Simon Kremer, partner at IP attorneys firm Mewburn Ellis, says: “Do we as a society want to have drugs for conditions that need treatment? We probably do. Who is going to invent them and bring them to market? You have to incentivise people.”

As Kremer notes, companies will “not bring a drug to market if they do not have some period of exclusivity. That is the incentive society gives to get people to bring drugs to market”.

The question of how much a life sciences company charges for a drug is not for patent offices to answer. Although the pricing of some drugs has provoked a moral outrage among many, Kremer says this is a separate matter from the legal granting of patents.

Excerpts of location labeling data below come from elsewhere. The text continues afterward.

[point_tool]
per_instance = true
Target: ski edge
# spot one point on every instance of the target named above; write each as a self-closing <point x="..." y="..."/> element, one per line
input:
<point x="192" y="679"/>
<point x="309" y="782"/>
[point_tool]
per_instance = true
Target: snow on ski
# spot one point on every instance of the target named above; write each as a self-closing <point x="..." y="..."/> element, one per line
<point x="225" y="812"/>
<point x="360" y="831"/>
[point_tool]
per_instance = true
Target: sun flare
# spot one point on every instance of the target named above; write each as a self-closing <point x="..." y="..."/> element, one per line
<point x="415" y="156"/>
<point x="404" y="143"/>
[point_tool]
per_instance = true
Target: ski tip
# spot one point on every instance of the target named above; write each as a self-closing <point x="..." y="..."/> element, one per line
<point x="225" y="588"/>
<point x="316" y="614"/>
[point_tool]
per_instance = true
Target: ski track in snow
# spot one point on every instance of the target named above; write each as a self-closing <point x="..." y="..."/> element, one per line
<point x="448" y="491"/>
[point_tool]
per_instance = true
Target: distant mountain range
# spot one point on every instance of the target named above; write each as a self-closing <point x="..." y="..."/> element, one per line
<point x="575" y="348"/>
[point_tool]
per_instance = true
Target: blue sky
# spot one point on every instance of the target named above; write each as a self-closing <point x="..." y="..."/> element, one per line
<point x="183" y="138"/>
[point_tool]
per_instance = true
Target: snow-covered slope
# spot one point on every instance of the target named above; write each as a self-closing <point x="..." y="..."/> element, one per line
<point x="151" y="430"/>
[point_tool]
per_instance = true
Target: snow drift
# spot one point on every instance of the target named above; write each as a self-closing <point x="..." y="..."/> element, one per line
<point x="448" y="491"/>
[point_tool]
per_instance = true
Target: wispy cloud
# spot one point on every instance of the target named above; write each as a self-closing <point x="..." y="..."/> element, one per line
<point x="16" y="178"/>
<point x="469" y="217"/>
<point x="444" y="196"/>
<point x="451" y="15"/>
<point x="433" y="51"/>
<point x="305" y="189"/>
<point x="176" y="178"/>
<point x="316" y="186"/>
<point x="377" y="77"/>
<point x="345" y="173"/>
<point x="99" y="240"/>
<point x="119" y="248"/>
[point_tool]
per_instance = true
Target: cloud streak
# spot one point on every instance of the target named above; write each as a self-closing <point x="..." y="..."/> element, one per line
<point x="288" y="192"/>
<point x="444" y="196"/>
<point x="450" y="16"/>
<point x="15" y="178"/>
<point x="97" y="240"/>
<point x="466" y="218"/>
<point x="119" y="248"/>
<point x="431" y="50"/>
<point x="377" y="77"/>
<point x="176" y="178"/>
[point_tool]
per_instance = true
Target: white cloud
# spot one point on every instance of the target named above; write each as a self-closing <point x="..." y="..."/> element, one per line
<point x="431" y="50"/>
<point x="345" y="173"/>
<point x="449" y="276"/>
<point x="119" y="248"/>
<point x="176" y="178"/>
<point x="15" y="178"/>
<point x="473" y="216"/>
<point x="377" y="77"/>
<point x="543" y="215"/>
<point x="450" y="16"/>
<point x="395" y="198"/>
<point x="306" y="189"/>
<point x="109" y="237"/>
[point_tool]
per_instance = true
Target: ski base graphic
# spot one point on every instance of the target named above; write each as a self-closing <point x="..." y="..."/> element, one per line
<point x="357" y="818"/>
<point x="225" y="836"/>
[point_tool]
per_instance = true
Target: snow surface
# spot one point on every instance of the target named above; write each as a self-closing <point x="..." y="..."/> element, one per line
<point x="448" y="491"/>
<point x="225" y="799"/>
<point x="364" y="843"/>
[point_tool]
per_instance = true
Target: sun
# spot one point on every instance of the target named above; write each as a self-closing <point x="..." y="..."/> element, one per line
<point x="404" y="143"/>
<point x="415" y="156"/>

“The EPO won’t take into account whether the patent monopoly is being used or misused in the pricing when considering if the application is valid—that just doesn’t come into it.”

IP offices are better suited to answering legal rather than moral questions; the level of inventiveness and other factors are what patent examiners are qualified to assess. But when patent offices grant ‘unfair’ monopolies then big concerns arise. For example, Amin says: “Prior publications show that the basic compound of the Sovaldi drug is all there in the art and therefore lacks the inventive step that it requires for protection.”

Companies such as Gilead, US politicians, generic companies and non-profits are all discussing the best way to balance the interests of patent owners and the affordability of life-saving drugs. A factor shaping this debate is the alleged failure of patent offices to fulfil their role of issuing patents that meet criteria including novelty and obviousness. When it comes to wrongly issuing patents for life-saving drugs, the results may be devastating.